The plan has widespread support of residents who mobilized in recent years when real-estate developers planned a spate of tall and bulky new edifices for the neighborhood.
“The community spoke with a fairly unified voice and no one actually seemed to object to the overall acknowledgement that the neighborhood was worth protecting through a contextual rezoning,” said Craig Hammerman, the district manager of CB6, whose committee approved the measure on Thursday night.

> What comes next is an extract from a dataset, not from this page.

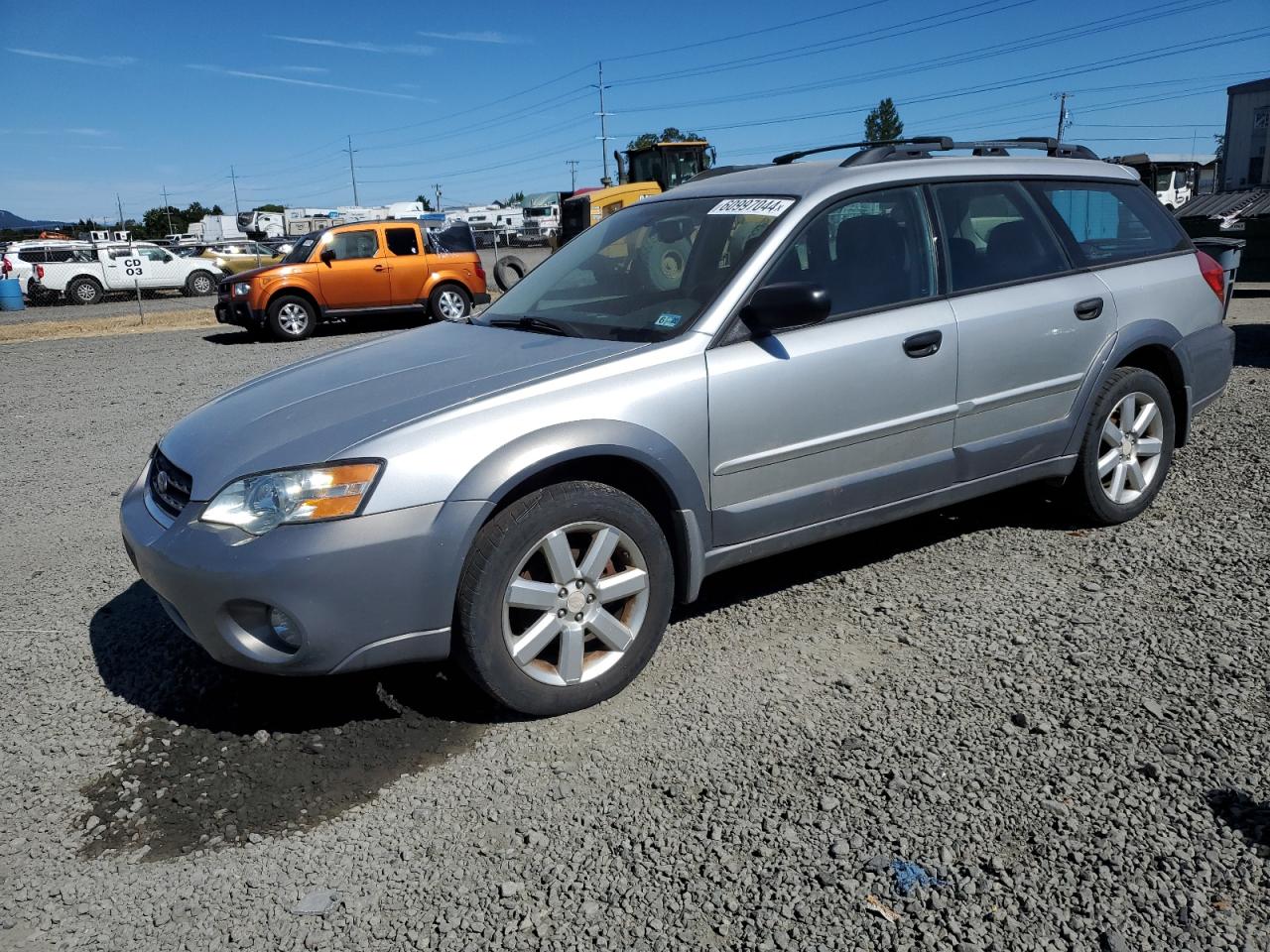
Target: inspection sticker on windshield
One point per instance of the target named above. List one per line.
(770, 207)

The recession has stalled construction at several of the controversial work sites, such as the former site of the longshoremen union’s medical center on Court Street, but the landowners apparently passed a minimum threshold to be grandfathered into the old zoning regulations.
Just last year, the City Planning Department hastily pushed through a smaller adjustment to zoning regulations in Carroll Gardens in response to the outcry that the Italianate architecture would be dwarfed by rampant overdevelopment.
The city fathers heard impassioned criticism about one L-shaped section of the plan on Clinton Street from Degraw Street south to First Place and east to Court Street that could permit building heights of about seven stories. That’s a taboo number for many activists, who prefer to cap the height at five or six floors.
“We don’t want to have the possibility of 70-foot-tall buildings in this area,” said John Hathaway, a member of the Carroll Gardens Neighborhood Association. “The city says seven stories is unlikely. Well, unlikely is nice, but it’s not impossible.”
Hathaway added that “in general, the city did a very good job.”
Following a spirited debate, the committee adopted an amendment calling for the city to tweak this sliver of the plan to forbid the 70-foot-tall monsters.
After an expected approval by the full board of Community Board 6, the plan goes to Borough President Markowitz, the City Planning Commission and the City Council as part of the city’s rigorous land-use review process.